Motorsport is more than just blazing heat, screeching brakes, a roar of engines, and the test of a driver’s skill and bravery. It is positioned as the pinnacle of technological innovation coming out of the automotive industry. But for a sport that uniquely has ‘Constructor Championships’ to reward the work of the team behind the athlete, it is interesting that the value of new technologies hasn’t been realised fully yet. Indeed, when it all boils down, an athlete may be the most talented individual, but it is technology that is the real driver behind the sport’s success.
Taking inspiration from the broader automotive manufacturing industry, here are some of the technologies we think have the biggest potential for motorsport manufacturers to revolutionise how their future vehicles will be designed and produced.
Two emerging technologies that are helping to catapult motorsport further into pole position are artificial intelligence (AI) and machine learning (ML). However, they are still very much in the early stages of adoption, with some in motorsport using these technologies to analyse the masses of data collected so that people and processes are better connected, meaning teams can adapt to scenarios almost instinctively. The data allows them to make more accurate, proactive decisions that enhances the performance of the vehicle and delights fans. The focus is largely on the driver, supporting them by using data insights for things like scheduling pit-stops and choosing the exact moment to brake and speed up when navigating corners. With the sheer quantity of data available, motorsport teams have the opportunity to use it in their design and manufacturing processes too, improving performance, handling and the customisation of vehicles, so drivers can feel and respond to the road in unprecedented ways.
Many automotive manufacturers are taking steps toward a more advanced manufacturing environment, one that is characterised by connectivity, driven by data, and open to new collaborative modes of working, something that the motorsport industry needs to catch up on.
What motorsport manufacturers should envision is a converged design and manufacture environment. Product designers should use technology not to document a pre-determined outcome but rather to define the range of possible ideas and narrow them down according to functional parameters.
AI will augment this analysis, learning from each iteration to eventually eliminate the need for engineers to repeat common tasks.

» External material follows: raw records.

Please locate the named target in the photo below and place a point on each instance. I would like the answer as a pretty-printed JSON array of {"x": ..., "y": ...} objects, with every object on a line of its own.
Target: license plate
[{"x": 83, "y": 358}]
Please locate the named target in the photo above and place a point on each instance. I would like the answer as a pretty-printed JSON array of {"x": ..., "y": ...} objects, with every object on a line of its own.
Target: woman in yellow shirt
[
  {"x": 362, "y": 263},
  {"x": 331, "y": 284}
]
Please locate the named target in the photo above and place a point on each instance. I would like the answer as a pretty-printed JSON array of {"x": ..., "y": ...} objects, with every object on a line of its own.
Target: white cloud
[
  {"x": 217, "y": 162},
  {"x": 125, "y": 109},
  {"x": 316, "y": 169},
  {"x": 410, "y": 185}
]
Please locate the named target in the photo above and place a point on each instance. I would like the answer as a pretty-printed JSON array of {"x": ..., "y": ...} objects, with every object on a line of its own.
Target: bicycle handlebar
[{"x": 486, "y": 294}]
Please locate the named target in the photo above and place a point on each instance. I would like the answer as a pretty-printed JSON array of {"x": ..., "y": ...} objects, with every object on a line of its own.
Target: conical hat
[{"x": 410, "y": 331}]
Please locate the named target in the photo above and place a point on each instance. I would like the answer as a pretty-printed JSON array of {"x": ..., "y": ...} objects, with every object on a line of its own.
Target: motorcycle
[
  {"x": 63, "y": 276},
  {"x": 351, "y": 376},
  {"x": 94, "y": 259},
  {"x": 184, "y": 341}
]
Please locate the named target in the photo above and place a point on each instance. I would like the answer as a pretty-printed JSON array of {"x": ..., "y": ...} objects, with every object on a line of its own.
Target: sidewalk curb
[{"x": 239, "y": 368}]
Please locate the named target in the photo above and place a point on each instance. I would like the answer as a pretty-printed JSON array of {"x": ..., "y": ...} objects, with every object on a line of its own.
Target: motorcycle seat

As designs move into production, the manufacturing systems themselves will provide suggestions about the impact of specific process adjustments or insight into where failures might occur. Data gleaned from production will be used to enhance simulations of components and systems further upstream in the pipeline, compressing the development cycle.
Generative design tools are being used by automotive engineers to surpass the usual modes and limitations of traditional design thinking. By synthesising forms based on inputs about performance, material or manufacturing characteristics — as opposed to a preconceived idea of how a part should look and behave — generative design can deliver more design options than any team could come up with on its own.
Instead of creating an automotive component based on the previous version of a similar one, engineers tell the generative design tool how strong the part should be, how much it should weigh, how much force it must withstand, and what material it should consist of. Generative design uses AI to rapidly create numerous variants, ‘learning’ from each iteration.
The potential for these technologies in automotive manufacturing is already being tested, which can act as a major learning curve for motorsport manufacturers. General Motors (GM) is using generative design to promote lightweighting and simplify supply chains to reduce the cost of making electric and autonomous vehicles. In a recent collaboration with Autodesk, GM engineers designed a new, functionally optimised seat bracket. This standard auto part, which secures seat-belt fasteners to seats and seats to floors, typically features a boxy design made up of eight separate pieces. Using generative design software, GM came up with more than 150 alternatives. The one the team chose is made from a single piece of stainless steel and is 40% lighter and 20% stronger than its predecessor. Applying this concept to the motorsport industry across hundreds or thousands of parts can go a long way toward making vehicles less expensive, lighter and more fuel-efficient.
While 3D printed F1 cars may sound farfetched, emerging technologies and environmental requirements may make them a reality. Depending on the vehicle, 3D printing can be used to produce lightweight components, personalised components for mass customisation and on-demand prototypes for generatively designed parts.
Another consideration for investing in new tech is the environmental impact of the sport. Vehicle lightweighting, which can be achieved using additive manufacturing techniques, gives vehicle manufacturers a proven way to improve fuel economy by replacing components with a variety of lightweight materials, including aluminium, magnesium, high-strength steel, plastics, and carbon fibre. Reducing the weight of a vehicle even by 10% typically delivers a 6 to 7% increase in overall fuel economy.
Advanced manufacturing and the adoption of new technologies including AI, ML, generative design and 3D printing within motorsport does not have one set path. Implementations will vary between sports, whether that’s F1 or MotoGP, as each organisation chooses investments that will provide the greatest competitive advantage to them. What is clear, however, is that the sport is changing, and it’s time to take these technologies for a test drive.